D3: Paul Otellini Flumoxed

Walt Mossberg is talking to Intel’s Paul Otellini. Otellini is a very dull speaker. But Walt suffers from a kind of monomania which isn’t helping matters much. For the last two days, Walt has been on a kick about viruses…

May 24, 2005

Walt Mossberg is talking to Intel’s Paul Otellini. Otellini is a very dull speaker. But Walt suffers from a kind of monomania which isn’t helping matters much. For the last two days, Walt has been on a kick about viruses and computer security. He’s giving Otellini a hard time: “Today, May 24th, why shouldn’t I go out an buy a Mac–which has no known viruses?” Otellini answers, “There’s nothing architecturally to prevent some one from hacking a Mac.” Walt replies, “Sez you”–or words to that effect. He won’t let it go: “The Mac’s market share is growing 3 to 5 times that of the general market. Surely that’s got a little to do with your failure to fix the virus problem. Why can’t companies as wealthy as Microsoft and Intel do something?” Otellini replies, “Well, we’re trying.” Walt concludes this little exchange by sniping, “Well, there are some people who would like you to do it in their lifetimes.”

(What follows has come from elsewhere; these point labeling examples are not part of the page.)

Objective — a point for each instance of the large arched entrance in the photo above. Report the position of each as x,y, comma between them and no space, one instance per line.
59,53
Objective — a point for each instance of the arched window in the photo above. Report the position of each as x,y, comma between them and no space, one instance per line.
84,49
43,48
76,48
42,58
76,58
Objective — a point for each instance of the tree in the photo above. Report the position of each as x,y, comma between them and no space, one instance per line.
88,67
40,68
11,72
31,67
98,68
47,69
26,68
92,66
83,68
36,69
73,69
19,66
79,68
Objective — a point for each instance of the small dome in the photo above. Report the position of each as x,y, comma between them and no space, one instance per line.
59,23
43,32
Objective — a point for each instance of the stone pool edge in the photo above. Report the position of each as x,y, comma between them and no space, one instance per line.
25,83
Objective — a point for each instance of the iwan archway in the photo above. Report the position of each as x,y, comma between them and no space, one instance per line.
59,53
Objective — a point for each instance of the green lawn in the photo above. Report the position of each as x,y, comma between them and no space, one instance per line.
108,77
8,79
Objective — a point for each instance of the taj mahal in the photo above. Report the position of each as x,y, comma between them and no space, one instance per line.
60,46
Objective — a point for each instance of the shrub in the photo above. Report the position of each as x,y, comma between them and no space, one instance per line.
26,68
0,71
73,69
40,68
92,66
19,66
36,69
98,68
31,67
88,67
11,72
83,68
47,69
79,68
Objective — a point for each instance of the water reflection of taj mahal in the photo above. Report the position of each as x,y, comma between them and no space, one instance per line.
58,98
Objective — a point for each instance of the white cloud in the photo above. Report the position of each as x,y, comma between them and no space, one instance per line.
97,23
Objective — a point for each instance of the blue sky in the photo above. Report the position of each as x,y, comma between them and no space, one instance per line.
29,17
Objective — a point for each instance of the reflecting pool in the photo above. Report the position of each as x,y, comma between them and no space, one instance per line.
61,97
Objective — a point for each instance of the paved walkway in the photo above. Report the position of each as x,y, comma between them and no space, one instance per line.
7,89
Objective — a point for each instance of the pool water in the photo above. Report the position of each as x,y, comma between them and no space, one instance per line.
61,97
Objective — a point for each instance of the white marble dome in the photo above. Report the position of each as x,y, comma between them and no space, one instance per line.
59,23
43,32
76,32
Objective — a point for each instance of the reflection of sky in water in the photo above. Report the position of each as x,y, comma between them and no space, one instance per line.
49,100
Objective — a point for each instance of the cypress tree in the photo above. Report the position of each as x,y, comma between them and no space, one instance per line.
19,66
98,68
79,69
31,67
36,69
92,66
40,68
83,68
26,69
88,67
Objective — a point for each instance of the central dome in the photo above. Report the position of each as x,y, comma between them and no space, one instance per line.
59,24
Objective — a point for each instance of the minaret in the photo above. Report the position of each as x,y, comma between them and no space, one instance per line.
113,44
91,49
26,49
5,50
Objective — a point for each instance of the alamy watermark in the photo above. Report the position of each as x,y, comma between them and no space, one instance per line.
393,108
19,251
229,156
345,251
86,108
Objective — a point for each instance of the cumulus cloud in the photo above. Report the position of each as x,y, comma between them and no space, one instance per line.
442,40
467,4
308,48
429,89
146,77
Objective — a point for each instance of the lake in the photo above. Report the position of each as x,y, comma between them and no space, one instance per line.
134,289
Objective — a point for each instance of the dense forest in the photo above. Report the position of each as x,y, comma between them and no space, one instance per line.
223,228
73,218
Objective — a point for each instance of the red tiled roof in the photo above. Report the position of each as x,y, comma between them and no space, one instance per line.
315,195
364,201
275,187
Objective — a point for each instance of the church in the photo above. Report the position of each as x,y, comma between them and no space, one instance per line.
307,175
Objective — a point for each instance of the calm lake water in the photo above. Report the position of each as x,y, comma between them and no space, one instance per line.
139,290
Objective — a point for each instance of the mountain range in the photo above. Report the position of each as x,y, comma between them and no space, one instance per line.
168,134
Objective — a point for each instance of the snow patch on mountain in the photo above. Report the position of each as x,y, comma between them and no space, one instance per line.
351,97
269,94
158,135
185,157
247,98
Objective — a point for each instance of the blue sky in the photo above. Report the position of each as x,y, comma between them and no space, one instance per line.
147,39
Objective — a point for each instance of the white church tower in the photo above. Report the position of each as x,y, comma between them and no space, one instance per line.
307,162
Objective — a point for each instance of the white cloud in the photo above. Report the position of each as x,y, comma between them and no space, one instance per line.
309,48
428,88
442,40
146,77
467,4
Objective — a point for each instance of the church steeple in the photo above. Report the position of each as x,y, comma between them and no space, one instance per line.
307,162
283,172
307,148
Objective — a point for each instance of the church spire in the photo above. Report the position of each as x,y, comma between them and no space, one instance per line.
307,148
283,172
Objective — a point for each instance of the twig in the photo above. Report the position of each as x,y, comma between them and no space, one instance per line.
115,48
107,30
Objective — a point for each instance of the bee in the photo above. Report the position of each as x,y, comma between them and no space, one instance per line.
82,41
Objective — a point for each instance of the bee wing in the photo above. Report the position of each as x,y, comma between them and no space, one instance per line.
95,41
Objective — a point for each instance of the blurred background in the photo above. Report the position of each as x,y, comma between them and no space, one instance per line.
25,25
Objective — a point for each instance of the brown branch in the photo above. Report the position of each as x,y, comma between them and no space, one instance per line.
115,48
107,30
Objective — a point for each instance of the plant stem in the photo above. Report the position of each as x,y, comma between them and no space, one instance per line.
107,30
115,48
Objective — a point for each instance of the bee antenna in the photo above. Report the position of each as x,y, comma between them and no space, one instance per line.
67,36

Otellini is slightly more convincing about Intel and cell phones. Intel wants to help create cell phones that are capable of processing more MIPs–thus allowing a new category of applications like television, music, and other forms of entertainment. Otellini talks about how Koreans and Europeans already have cell phones with video content. “It’s very American, and very 2005, to think that the most cell phones can do is voice and email.” He explains how it is obviously in the interests of the carriers to promote new kinds of applications–because they increase “APPUs” (or average price per unit).

Finally, Otellini shows off a number of “concept computers”–many of them designed for emerging markets like China. They are genuinely intriguing, but Walt sours the mood by remarking, “Why are the concepts that Intel shows off always less cool than the products the Original Equipment Manufacturers develop?” As with the exchange about viruses, Otellini is a little flumoxed. What can the poor man say?

It has been some years since I have attended events like D3, but I am struck by the depth of feeling against Intel and Microsoft. The emotions of technologists are more vindictive than ever. I wonder why? Neither company has done anything newly awful, and both are arguably less important than they once were.